Ma per far sì che l’auspicio del Presidente si avveri, è indispensabile che anche Berlusconi prenda atto del frangente drammatico in cui il Paese si trova e si risolva a fare un sacrificio. Il leader normale che il Cavaliere non è soppeserebbe la scelta di buttare giù Letta, senza lasciarsi andare al risentimento verso i suoi alleati-avversari del Pd (ma davvero poteva pensare che, davanti all’occasione di far rotolare la sua testa, avrebbero passato la mano?). Per misurare, invece, l’ipotesi di una rottura, se non dal punto di vista dell’interesse generale, sempre predicato, mai realmente considerato, almeno sotto il profilo delle convenienze e dei costi-ricavi per la sua parte. Anche se non è detto che, caduto il Letta-uno, subito nascerebbe il Letta-bis, con l’appoggio di una maggioranza mezza di sinistra, con Vendola, e mezza di transfughi del Movimento 5 Stelle e del Pdl, è sicuro al cento per cento che Napolitano non scioglierebbe le Camere, nè darebbe il via a nuove elezioni anticipate: da celebrarsi, per altro, con il Porcellum che la Corte costituzionale si prepara a cancellare entro dicembre.

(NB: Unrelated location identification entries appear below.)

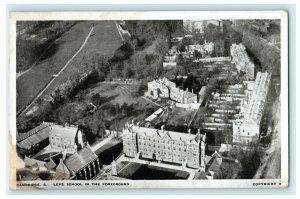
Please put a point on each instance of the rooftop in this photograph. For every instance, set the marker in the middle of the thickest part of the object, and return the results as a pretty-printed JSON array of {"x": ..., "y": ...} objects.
[
  {"x": 68, "y": 132},
  {"x": 160, "y": 133},
  {"x": 80, "y": 159}
]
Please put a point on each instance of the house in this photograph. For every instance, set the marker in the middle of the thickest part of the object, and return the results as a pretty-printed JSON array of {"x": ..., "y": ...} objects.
[
  {"x": 35, "y": 139},
  {"x": 82, "y": 165},
  {"x": 162, "y": 145},
  {"x": 246, "y": 127},
  {"x": 241, "y": 60},
  {"x": 197, "y": 26},
  {"x": 66, "y": 139}
]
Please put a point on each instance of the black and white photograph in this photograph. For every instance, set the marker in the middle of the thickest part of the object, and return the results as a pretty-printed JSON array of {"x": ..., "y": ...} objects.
[{"x": 149, "y": 100}]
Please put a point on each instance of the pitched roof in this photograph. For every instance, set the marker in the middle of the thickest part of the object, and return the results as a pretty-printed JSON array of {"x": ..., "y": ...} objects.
[
  {"x": 44, "y": 126},
  {"x": 200, "y": 175},
  {"x": 80, "y": 159},
  {"x": 33, "y": 162},
  {"x": 68, "y": 132},
  {"x": 62, "y": 168},
  {"x": 185, "y": 137},
  {"x": 50, "y": 165},
  {"x": 214, "y": 162}
]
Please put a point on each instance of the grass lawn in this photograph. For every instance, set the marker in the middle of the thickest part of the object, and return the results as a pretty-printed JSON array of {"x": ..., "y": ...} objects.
[
  {"x": 104, "y": 41},
  {"x": 120, "y": 93}
]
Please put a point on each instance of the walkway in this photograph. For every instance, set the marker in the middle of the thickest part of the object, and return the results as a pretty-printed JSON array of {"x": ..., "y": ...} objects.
[{"x": 58, "y": 74}]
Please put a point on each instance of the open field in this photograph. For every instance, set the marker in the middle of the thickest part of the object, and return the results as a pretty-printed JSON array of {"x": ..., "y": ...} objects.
[
  {"x": 120, "y": 93},
  {"x": 104, "y": 40}
]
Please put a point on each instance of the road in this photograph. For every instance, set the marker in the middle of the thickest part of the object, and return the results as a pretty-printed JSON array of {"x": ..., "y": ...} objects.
[
  {"x": 98, "y": 145},
  {"x": 57, "y": 75},
  {"x": 38, "y": 59}
]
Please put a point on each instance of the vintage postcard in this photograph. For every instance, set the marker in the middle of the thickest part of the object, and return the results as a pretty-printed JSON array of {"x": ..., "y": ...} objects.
[{"x": 172, "y": 99}]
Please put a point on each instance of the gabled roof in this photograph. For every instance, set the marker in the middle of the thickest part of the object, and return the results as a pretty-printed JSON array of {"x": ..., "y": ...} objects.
[
  {"x": 80, "y": 159},
  {"x": 68, "y": 132},
  {"x": 200, "y": 175},
  {"x": 35, "y": 136},
  {"x": 43, "y": 127},
  {"x": 62, "y": 168},
  {"x": 151, "y": 132},
  {"x": 33, "y": 162},
  {"x": 214, "y": 162},
  {"x": 50, "y": 165}
]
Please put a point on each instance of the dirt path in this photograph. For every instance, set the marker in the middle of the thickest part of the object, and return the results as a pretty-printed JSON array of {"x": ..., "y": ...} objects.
[{"x": 57, "y": 75}]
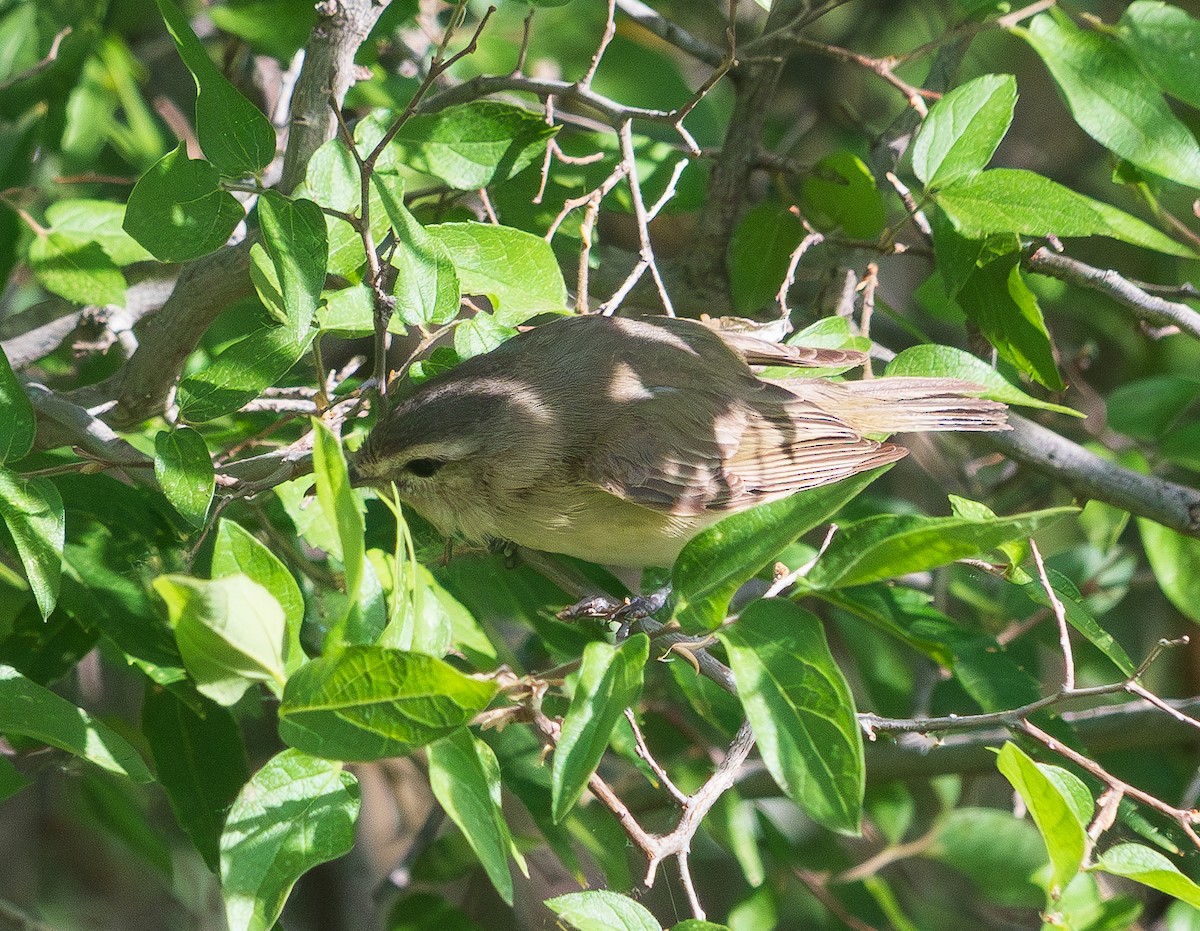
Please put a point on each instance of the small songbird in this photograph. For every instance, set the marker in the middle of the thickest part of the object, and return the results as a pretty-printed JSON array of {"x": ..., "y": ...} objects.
[{"x": 618, "y": 439}]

Così, sia che si arrivi al bis, sia che il Capo dello Stato con la sua fantasia trovi un’altra soluzione, il risultato, per Berlusconi, che attualmente ha quasi la metà dei ministri, sarebbe di ritrovarsi all’opposizione di un governo, o di un governicchio, che avrebbe al primo punto del programma la definizione di una nuova legge elettorale, da approvarsi con o senza il consenso del centrodestra, per tornare al voto la prossima primavera. Bel capolavoro, non c’è che dire.
Per quanto duro sia da accettare, Berlusconi deve rendersi conto che non c’è una soluzione che passi per la cancellazione o il rinvio sine-die del suo conto con la giustizia. Anche se si ritiene vittima di un’ingiustizia e lamenta da tempo l’accanimento di una parte della magistratura nei suoi confronti, quel conto, il Cavaliere, deve pagarlo. Tutto o in parte, dato che è possibile - Napolitano a Ferragosto non lo ha escluso - che a un certo punto intervenga in suo aiuto la grazia o un altro provvedimento di clemenza.
Non è affatto facile, va detto, prendere una decisione del genere. Ancor di più per un uomo come Berlusconi, che da vent’anni domina la scena politica italiana e gode ancora di un larghissimo seguito popolare. Ma la crisi di governo non cambia in nulla il dramma di questa scelta. Semmai lo aggrava.